Another material difference . . . could come from the cost of acquiring and servicing the merchants (ie drivers/vehicles and properties). I imagine that the lifetime economic value of a driver/vehicle in the Uber network is much less than a property (and probably more inconsistent for Uber than Airbnb — cars need to be functioning, drivers decide driving activity levels etc).
This is another crucial point. One reason that Uber made large losses immediately following the pandemic is that a lot of drivers had left to do other things, and Uber had to offer incentives to get them to come back. Now they are doing less of that and the losses are getting smaller quite quickly. That, plus general discipline around costs, helps explain the Wall Street consensus expectation that the free cash flow after subtracting stock compensation at Uber will be $2.3bn in 2024, up from a $900mn cash loss last year.

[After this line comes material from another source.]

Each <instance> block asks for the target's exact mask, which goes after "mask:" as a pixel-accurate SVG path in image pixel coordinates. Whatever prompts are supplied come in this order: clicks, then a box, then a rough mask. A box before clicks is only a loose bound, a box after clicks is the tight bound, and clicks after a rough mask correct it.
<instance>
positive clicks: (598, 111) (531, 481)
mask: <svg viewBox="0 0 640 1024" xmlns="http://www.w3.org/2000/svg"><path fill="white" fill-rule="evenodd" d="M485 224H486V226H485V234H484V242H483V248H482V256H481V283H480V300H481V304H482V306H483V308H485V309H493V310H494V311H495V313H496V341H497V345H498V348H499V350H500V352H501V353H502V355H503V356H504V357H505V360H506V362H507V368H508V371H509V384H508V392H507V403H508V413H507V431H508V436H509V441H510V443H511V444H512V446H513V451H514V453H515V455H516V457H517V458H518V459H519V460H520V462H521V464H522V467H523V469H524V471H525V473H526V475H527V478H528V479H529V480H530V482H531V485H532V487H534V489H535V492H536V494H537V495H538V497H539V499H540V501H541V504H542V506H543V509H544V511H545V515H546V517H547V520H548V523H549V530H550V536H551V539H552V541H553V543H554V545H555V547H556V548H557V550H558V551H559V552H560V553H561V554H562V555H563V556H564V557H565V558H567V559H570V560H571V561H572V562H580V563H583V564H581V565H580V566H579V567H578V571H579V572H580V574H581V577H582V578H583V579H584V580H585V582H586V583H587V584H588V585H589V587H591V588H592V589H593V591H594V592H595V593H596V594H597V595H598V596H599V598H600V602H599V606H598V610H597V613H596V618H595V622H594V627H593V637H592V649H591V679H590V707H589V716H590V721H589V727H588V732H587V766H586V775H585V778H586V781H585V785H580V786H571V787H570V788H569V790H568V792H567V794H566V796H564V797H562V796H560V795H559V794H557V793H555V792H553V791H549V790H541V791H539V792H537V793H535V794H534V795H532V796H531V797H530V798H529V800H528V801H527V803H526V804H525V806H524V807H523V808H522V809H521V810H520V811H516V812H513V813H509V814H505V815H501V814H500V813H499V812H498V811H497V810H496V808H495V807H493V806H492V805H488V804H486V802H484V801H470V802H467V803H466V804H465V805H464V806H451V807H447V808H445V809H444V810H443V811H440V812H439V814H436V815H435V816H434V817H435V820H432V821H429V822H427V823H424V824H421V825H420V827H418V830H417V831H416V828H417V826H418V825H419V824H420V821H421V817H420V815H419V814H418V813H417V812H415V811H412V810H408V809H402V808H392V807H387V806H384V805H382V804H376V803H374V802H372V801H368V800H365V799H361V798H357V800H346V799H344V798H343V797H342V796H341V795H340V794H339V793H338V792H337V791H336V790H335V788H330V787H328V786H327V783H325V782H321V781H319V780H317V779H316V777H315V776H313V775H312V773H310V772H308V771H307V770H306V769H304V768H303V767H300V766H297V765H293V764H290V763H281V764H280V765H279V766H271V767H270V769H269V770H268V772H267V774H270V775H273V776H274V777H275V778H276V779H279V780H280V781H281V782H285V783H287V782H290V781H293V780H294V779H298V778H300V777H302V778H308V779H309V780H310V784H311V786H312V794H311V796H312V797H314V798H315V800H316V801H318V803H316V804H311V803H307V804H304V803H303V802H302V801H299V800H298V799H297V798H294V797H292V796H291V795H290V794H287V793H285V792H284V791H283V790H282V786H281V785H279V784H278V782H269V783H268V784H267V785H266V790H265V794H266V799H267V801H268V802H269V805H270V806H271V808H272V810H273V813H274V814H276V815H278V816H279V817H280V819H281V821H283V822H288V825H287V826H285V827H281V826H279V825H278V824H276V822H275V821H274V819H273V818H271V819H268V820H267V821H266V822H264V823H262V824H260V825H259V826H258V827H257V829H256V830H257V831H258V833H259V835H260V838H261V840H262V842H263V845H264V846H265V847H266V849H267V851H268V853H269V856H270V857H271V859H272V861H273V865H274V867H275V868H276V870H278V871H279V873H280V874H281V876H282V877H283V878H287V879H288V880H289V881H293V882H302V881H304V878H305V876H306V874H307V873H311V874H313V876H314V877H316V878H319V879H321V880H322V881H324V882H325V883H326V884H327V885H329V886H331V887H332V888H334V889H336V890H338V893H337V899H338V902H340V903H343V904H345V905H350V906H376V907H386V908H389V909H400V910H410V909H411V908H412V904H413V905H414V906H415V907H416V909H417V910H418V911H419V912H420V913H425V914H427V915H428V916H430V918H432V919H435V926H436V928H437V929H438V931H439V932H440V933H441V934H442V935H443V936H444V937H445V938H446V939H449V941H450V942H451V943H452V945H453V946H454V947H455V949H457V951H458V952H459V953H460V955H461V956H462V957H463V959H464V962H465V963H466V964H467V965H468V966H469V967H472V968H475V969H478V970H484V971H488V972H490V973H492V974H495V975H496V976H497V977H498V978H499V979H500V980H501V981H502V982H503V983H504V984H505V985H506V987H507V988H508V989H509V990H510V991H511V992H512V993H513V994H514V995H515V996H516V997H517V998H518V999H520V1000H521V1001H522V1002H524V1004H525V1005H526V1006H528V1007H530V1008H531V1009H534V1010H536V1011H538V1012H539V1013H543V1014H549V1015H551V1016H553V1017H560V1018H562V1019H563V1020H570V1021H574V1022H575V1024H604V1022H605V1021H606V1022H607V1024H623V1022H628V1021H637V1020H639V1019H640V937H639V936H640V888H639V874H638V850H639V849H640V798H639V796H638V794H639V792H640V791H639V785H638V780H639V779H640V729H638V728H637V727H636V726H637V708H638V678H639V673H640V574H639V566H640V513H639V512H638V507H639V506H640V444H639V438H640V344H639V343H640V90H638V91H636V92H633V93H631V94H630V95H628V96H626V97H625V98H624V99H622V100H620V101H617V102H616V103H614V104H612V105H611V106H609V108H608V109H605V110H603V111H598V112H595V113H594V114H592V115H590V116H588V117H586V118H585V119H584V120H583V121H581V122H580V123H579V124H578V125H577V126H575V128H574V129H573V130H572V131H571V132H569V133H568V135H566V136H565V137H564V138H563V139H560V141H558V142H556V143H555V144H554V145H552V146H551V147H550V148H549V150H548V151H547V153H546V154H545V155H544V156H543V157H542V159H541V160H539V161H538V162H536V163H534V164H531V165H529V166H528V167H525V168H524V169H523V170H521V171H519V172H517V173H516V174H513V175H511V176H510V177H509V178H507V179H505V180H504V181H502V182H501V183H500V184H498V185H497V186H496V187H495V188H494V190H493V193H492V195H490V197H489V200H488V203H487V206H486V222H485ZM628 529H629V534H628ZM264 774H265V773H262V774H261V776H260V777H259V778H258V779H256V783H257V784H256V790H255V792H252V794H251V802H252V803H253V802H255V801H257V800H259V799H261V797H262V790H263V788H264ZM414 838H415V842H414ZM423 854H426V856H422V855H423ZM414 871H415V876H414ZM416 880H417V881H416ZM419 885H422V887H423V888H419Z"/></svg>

Consensus may be right that Uber is on the cusp of breaking though to profitability. But it is not a profitable company now, and Airbnb is. This makes it all the more interesting that of these two notably similar companies, Uber is valued much more highly — its enterprise value is $85bn to Airbnb’s $59bn, a gap that has opened up only in the past month or two. Tech investors still prefer profit growth to proven profitability, even as the economic cycle turns down and rates peak.
One bad read
Greg Becker, former chief executive of Silicon Valley Bank, testifies before the Senate Banking Committee today. Here is his prepared testimony. In it, he tries to spread the blame for the bank’s collapse on the Federal Reserve, for saying that rates would stay low and then raising them, and on social media, for “fuelling” a run on the bank. He takes a shot at the Financial Times, as well. But the ultimate cause of the failure of SVB, beyond any doubt, was that under Becker’s leadership the bank foolishly matched uninsured deposits to long-term, low-yielding assets in a way no other bank would dare attempt. This fact has been pointed out in dozens of articles, reports, charts, tables and infographics. Here is my favourite recent one, from The Economist:
Becker points out that he was not a member of SVB’s asset liability management committee. But in banking the fish rots from the head.